The company behind any new console wants to bring all the latest and greatest games on their platform, and Nintendo is no exception. The Japanese console-maker has expressed interest in attracting key external third-party developers to bring their "best and brightest" games onto its new Nintendo Switch hardware.
Nintendo has had a hard time convincing key Western publishers and developers to bring new big-name Western games like Far Cry 5, Overwatch, Star Wars: Battlefront II, Assassin's Creed: Origins and Call of Duty: WWII to the Nintendo Switch. At the same time, however, publishers like EA and Take-Two Interactive are experimenting with Switch support with new games like FIFA 18 and NBA 2K18.
Other companies seem reticent to support the Switch for many reasons, including the hybrid console's lower-end power, the console's smallish 3.6 million install base due to early lifetime sales, the fact that it can be played entirely offline on-the-go and forgoing any earnings from live services like microtransactions, and the fact Nintendo has yet to implement an attractive online framework that allows for adequate long-term games monetization and facilitates a strong social online network like Xbox LIVE or the PlayStation Network.
Despite these potential drawbacks, Nintendo of America President Reggie Fils-Aime remains optimistic and affirms the company wants the best third-party games on the Switch. "The conversations we have with external partners really is more about, 'How do you bring your current best and brightest content to the platform?' Because again, that's a different situation," Fils-Aime said in a recent interview with Waypoint.

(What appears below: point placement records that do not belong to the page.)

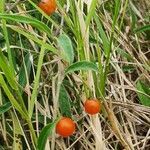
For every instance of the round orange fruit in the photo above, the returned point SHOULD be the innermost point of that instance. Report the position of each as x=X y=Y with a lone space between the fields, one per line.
x=92 y=106
x=65 y=127
x=48 y=6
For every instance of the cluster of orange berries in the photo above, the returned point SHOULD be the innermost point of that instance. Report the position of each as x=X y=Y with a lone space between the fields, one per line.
x=48 y=6
x=66 y=126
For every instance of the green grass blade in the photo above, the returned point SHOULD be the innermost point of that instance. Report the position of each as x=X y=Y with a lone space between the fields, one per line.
x=46 y=131
x=6 y=68
x=28 y=20
x=142 y=29
x=82 y=65
x=66 y=48
x=25 y=70
x=32 y=37
x=64 y=102
x=5 y=107
x=91 y=12
x=11 y=98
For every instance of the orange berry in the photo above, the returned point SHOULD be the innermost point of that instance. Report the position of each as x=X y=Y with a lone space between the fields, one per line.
x=92 y=106
x=65 y=127
x=48 y=6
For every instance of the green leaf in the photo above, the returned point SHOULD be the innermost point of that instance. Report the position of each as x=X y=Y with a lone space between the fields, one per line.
x=4 y=108
x=25 y=70
x=64 y=102
x=29 y=35
x=144 y=93
x=28 y=20
x=46 y=131
x=65 y=45
x=142 y=29
x=4 y=65
x=91 y=12
x=82 y=65
x=123 y=53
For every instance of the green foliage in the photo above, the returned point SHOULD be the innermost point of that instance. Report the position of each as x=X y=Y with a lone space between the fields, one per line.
x=5 y=107
x=28 y=20
x=46 y=131
x=81 y=65
x=64 y=102
x=66 y=48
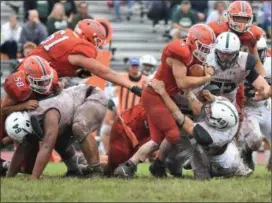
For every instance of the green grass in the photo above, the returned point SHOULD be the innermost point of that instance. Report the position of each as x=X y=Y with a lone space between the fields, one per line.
x=256 y=188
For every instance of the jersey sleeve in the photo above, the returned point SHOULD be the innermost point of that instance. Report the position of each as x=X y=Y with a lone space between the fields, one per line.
x=17 y=88
x=85 y=49
x=250 y=66
x=202 y=136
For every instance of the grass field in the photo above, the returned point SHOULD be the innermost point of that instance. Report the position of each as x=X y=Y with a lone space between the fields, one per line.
x=256 y=188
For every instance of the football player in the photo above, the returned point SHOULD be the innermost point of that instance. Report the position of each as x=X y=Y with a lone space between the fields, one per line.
x=148 y=64
x=73 y=53
x=176 y=57
x=125 y=98
x=240 y=17
x=210 y=148
x=257 y=121
x=82 y=108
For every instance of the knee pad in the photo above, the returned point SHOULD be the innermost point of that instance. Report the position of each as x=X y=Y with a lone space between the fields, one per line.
x=254 y=141
x=105 y=129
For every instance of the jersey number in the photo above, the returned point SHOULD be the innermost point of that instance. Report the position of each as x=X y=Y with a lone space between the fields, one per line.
x=227 y=87
x=19 y=82
x=47 y=46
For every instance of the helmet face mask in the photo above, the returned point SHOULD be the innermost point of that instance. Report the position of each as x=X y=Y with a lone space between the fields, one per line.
x=202 y=50
x=226 y=60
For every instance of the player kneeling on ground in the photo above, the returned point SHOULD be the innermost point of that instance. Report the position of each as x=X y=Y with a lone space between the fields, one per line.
x=82 y=108
x=209 y=147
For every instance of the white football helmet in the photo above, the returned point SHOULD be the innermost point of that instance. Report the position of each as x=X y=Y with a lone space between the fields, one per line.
x=262 y=47
x=18 y=125
x=267 y=69
x=227 y=49
x=148 y=64
x=220 y=114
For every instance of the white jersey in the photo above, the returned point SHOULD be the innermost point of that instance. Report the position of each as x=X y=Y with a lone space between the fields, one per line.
x=67 y=102
x=219 y=138
x=229 y=80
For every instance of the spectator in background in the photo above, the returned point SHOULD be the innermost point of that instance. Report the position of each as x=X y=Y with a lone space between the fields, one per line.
x=182 y=19
x=69 y=7
x=33 y=30
x=158 y=10
x=57 y=19
x=83 y=14
x=117 y=9
x=29 y=5
x=218 y=14
x=10 y=35
x=201 y=7
x=27 y=48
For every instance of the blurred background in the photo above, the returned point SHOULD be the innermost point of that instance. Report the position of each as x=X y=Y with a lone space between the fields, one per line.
x=139 y=27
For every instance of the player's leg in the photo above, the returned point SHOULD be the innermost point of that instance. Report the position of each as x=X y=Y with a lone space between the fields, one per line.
x=120 y=147
x=87 y=119
x=229 y=163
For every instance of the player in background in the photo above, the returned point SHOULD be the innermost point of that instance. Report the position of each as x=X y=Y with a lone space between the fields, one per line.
x=240 y=17
x=232 y=67
x=148 y=65
x=210 y=148
x=177 y=56
x=78 y=110
x=257 y=122
x=35 y=81
x=124 y=97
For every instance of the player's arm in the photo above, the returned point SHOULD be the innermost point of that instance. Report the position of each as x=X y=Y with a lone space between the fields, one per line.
x=180 y=73
x=100 y=70
x=9 y=105
x=257 y=81
x=259 y=65
x=51 y=127
x=20 y=154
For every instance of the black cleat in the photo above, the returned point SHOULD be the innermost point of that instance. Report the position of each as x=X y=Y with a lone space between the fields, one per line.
x=125 y=170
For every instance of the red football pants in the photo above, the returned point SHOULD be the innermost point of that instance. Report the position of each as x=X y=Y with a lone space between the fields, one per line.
x=160 y=120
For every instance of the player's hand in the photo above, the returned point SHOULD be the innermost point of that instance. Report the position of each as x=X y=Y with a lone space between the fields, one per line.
x=158 y=86
x=209 y=71
x=31 y=104
x=260 y=94
x=207 y=95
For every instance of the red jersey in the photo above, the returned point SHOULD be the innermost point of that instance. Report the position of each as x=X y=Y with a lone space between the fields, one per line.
x=177 y=49
x=18 y=89
x=136 y=119
x=248 y=39
x=58 y=46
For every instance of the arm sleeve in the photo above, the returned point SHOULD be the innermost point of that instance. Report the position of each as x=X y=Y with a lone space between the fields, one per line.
x=202 y=136
x=250 y=66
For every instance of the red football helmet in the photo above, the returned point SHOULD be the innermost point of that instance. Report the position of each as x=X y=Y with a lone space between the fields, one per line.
x=39 y=74
x=92 y=31
x=201 y=39
x=240 y=16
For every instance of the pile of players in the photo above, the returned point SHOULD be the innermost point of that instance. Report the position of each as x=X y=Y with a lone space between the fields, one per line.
x=210 y=124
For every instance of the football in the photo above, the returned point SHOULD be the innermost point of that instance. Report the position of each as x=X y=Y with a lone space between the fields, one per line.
x=196 y=70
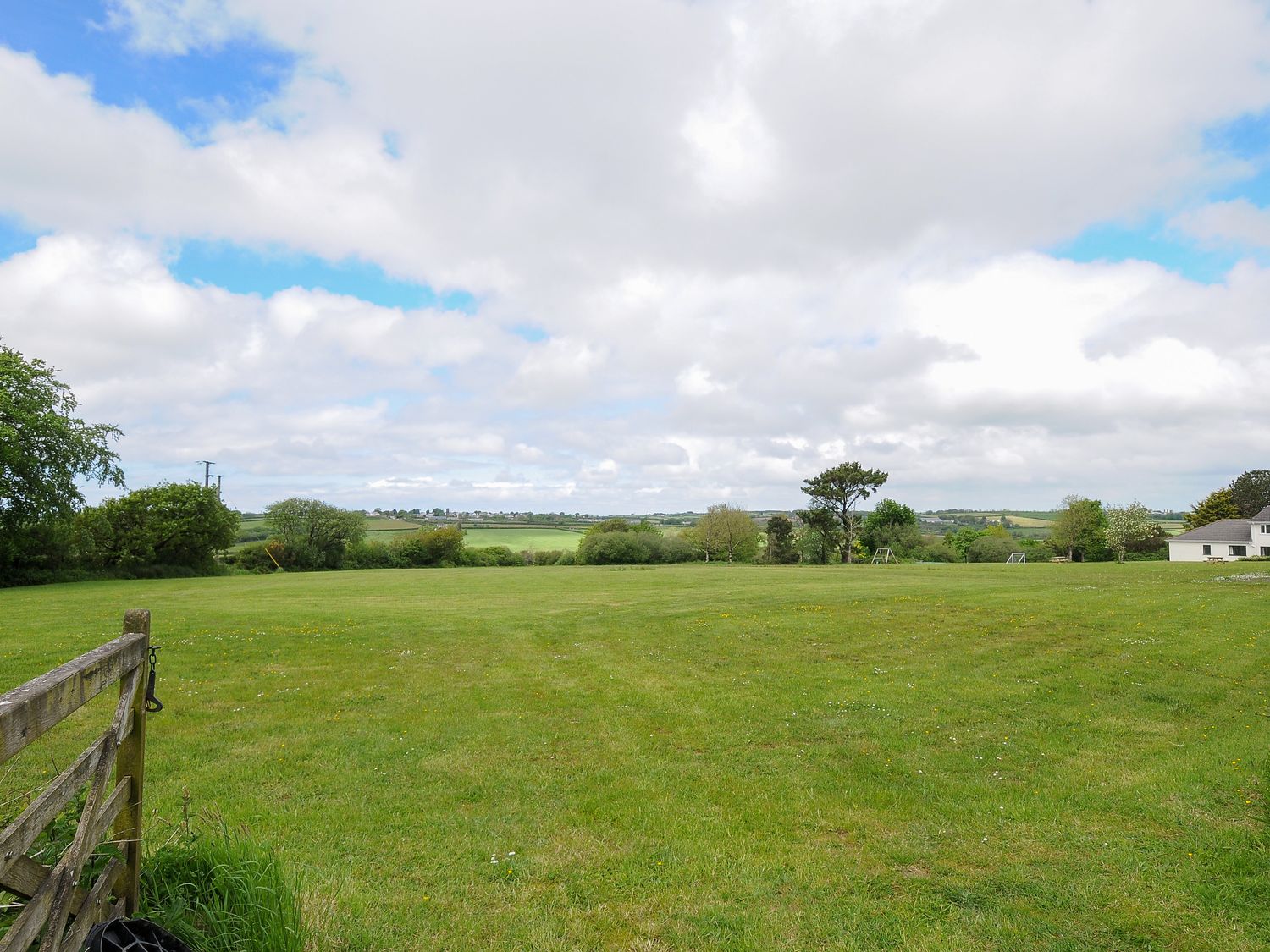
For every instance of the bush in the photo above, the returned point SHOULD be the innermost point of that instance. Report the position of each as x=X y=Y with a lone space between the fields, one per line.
x=253 y=558
x=367 y=555
x=991 y=548
x=220 y=891
x=489 y=556
x=428 y=548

"There weren't many third-party exclusive games for the Wii U, and more of what we want is certainly yes, a Mario + Rabbids type of experience that's new and fresh, but also what we want are the best current games, like a FIFA 18, to come on the platform."
Analyst firm IHS Markit forecasts the Nintendo Switch has sold 3.6 million units worldwide.
Right now it seems too soon to tell if major publishers will treat the Switch is a viable platform for their biggest games. EA is certainly eager to test the waters with FIFA 18, which includes full Ultimate Team support for strong monetization via in-game purchases, and NBA 2K18 will do the same with its MyTeam system.
Nintendo's recent E3 2017 showcase revealed what Nintendo is best at: first-party content. While console-makers like Microsoft embrace third-party games for the long run and seldom make console exclusives, Nintendo has always pushed its first-party content the hardest.
Consumers buy Nintendo hardware to play Mario and Zelda games, not necessarily third-party experiences. If anything third-party games help fill-out the release slate and fill in the gaps between major Switch software releases like Splatoon 2 and Super Mario Odyssey.
Lots of third-party Japanese developers support the Switch, but Western publishers and devs seem reticent on bringing core franchises to the handheld-console hybrid.
As such, the E3 2017 reel was completely devoid of any current new Western third-party games--just as Wedbush Securities analyst Michael Pachter predicted.
Pachter echoed something quite interesting about the Nintendo Switch's third-party support from Western developers, predicting that the Switch would essentially be a re-release machine for ports of newer and older games coming to--or currently available--on Xbox 360 and PlayStation 3.
"I think you'll be shocked when we get through E3 when there aren't any Western third-party games announced on the Switch. I think you're going to discern a pattern here; I think that Switch titles from the West are going to be limited to only those games that already are being made for the Xbox 360 and PS3," Mr. Pachter said in a recent episode of his Pachter Factor show.
"Games like NBA 2K, sure, it makes sense because they're making it for last-gen. Games like Skylanders, sure, they're making it for old-gen. FIFA, they're making it for old-gen."
"They can resurrect titles like Elder Scrolls V: Skyrim, of course, but I don't think you're going to get anything announced like Red Dead coming to the Switch," Pachter affirmed.
"So I expect zero new Western third-party titles coming to the Switch."
If Nintendo wants to attract Western third-party dev's best and brightest games, they'll have to be willing to play ball and make it worth their while.